Consectatio excellentiae (In pursuit of excellence) – Sunderland AFC of League 1, the third tier of English football.  The club was founded as Sunderland and District Teachers AFC in 1879 or 1880 and renamed Sunderland AFC in October 1880 before joining the Football League for the 1890–91 season.  The motto has been subject of much comment following the behind the scenes meltdown shown in a Netflix documentary series Sunderland ‘Til I Die which charted the season they suffered a second successive relegation.

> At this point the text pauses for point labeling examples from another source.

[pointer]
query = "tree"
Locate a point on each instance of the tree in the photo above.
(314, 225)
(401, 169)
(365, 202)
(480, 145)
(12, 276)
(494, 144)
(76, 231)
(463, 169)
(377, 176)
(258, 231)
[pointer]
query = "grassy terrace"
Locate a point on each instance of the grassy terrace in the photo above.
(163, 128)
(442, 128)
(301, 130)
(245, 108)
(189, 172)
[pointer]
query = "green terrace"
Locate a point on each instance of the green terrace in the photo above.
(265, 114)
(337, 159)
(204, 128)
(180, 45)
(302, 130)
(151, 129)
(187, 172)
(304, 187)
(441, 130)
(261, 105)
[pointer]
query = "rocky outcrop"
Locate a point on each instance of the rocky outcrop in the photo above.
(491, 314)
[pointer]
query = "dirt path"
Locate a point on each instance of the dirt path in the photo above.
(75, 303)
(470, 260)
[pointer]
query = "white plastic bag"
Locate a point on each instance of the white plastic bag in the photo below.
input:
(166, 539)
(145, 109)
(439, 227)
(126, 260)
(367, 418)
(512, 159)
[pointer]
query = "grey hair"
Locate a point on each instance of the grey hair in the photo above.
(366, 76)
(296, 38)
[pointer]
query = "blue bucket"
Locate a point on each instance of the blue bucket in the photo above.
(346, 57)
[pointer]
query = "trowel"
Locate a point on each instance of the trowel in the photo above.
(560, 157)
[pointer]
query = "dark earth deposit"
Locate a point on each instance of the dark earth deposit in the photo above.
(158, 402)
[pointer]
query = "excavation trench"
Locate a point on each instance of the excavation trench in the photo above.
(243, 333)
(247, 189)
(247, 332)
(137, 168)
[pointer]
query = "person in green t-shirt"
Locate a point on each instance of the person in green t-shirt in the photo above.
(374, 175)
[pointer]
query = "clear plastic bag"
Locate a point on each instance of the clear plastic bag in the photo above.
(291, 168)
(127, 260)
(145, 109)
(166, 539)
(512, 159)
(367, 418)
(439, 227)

Nil satis nisi optimum (Nothing but the best is good enough) – Everton FC of the English Premier League.  Founded as St. Domingo’s FC in 1878 and renamed Everton in November 1879 before becoming a founding member of the Football League in 1888–89.  Recent years have seen Everton finish below city rivals Liverpool every season since 2012-13 which has seen the motto come under scrutiny

‘Droit au but’ (Straight to the goal) – Olympique de Marseille of French Ligue 1.  Founded in 1899, making it one of France’s oldest professional clubs, its motto ‘Droit au but’ (straight to the goal) comes from Football Club de Marseille, which was founded by René Dufaure de Montmirail (who was also OM’s founder)two years earlier.  The last time an Olympique player won the European Golden Boot awarded to the top scorer across all European leagues was Josip Skoblar in 1971 so the route to goal has been less straight in subsequent years.